Quote from: Happier Times are Coming on April 26, 2018, 07:57:13 PM
after George admitted the other night he does visit “his thread” at the EVIL BELLGAB
do you think Falkie might tune in to watch a real star ?

Dunno but I hope a few people here will, it will be fun.

GravitySucks

Quote from: Rally Squirrel on April 26, 2018, 08:07:01 PM
Dunno but I hope a few people here will, it will be fun.

I popped in. Got the shoutout.

Awful awful is good. I was through Reno in April but had to get the rental car back so I couldn’t stop.

Quote from: GravitySucks on April 26, 2018, 08:44:52 PM
I popped in. Got the shoutout.

Awful awful is good. I was through Reno in April but had to get the rental car back so I couldn’t stop.
saw that !
also heard “they” aren’t tooooo happy over there because of “you know who” and the cat thing

might he be referring the FALKIE THE FAT CUNT KITTY THIEF FROM MARTINEZ ?

WTF ?
at 21:56 part two
“I have never heard of Disrespectful Sandwich”

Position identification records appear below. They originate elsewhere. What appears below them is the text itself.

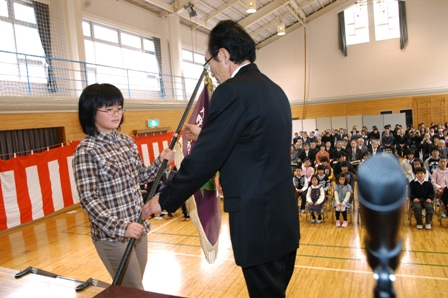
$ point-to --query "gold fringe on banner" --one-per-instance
(210, 251)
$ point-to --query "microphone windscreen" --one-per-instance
(381, 183)
(381, 194)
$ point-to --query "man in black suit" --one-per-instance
(246, 138)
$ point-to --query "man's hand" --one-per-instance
(167, 154)
(151, 207)
(134, 230)
(192, 131)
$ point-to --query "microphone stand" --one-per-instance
(127, 252)
(383, 273)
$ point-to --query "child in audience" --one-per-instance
(322, 178)
(421, 195)
(327, 169)
(300, 187)
(307, 170)
(432, 162)
(439, 180)
(342, 192)
(315, 197)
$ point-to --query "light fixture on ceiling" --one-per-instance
(251, 6)
(281, 29)
(190, 10)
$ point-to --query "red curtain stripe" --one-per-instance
(37, 185)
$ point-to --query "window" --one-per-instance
(385, 20)
(192, 64)
(115, 55)
(19, 33)
(357, 24)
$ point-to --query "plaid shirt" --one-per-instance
(108, 172)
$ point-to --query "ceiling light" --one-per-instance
(281, 29)
(251, 6)
(190, 10)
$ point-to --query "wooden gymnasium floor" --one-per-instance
(331, 261)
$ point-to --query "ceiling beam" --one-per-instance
(161, 4)
(299, 25)
(228, 5)
(261, 13)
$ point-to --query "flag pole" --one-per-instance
(127, 252)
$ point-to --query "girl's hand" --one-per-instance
(167, 154)
(135, 230)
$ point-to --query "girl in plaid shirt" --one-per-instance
(108, 172)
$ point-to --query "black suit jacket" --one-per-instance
(247, 138)
(358, 155)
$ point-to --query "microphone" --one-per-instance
(382, 194)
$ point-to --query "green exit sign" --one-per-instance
(153, 123)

and he considers himself knowledgeable and well read ?

chefist

Quote from: Happier Times are Coming on April 26, 2018, 07:57:13 PM
after George admitted the other night he does visit “his thread” at the EVIL BELLGAB
do you think Falkie might tune in to watch a real star ?

I'm surprised he admitted it... even though we know he lurks.

at 25:17 part two
George is urged to give ASMR a chance on his channel
he first needs to find out what it is though...


at 28:43 part two
George says people on disability, who are unable to manage their money have a trustee...
hmmmm

so does George also have a taxpayer funded trustee ?

FallenSeraph

Quote from: Rally Squirrel on April 26, 2018, 07:23:05 PM
It starts in about a half an hour. Watch a great live show.


https://www.youtube.com/watch?v=0KFEViDP5Zs

Dammit I missed it. WHY ISN'T MY NOTIFICATION BELL WORKING FOR ANY CHANNELS?

Senda just went live. Ugh where's Chefist so we can do that thing and listen remotely while we cackle in UFOSHIP chat?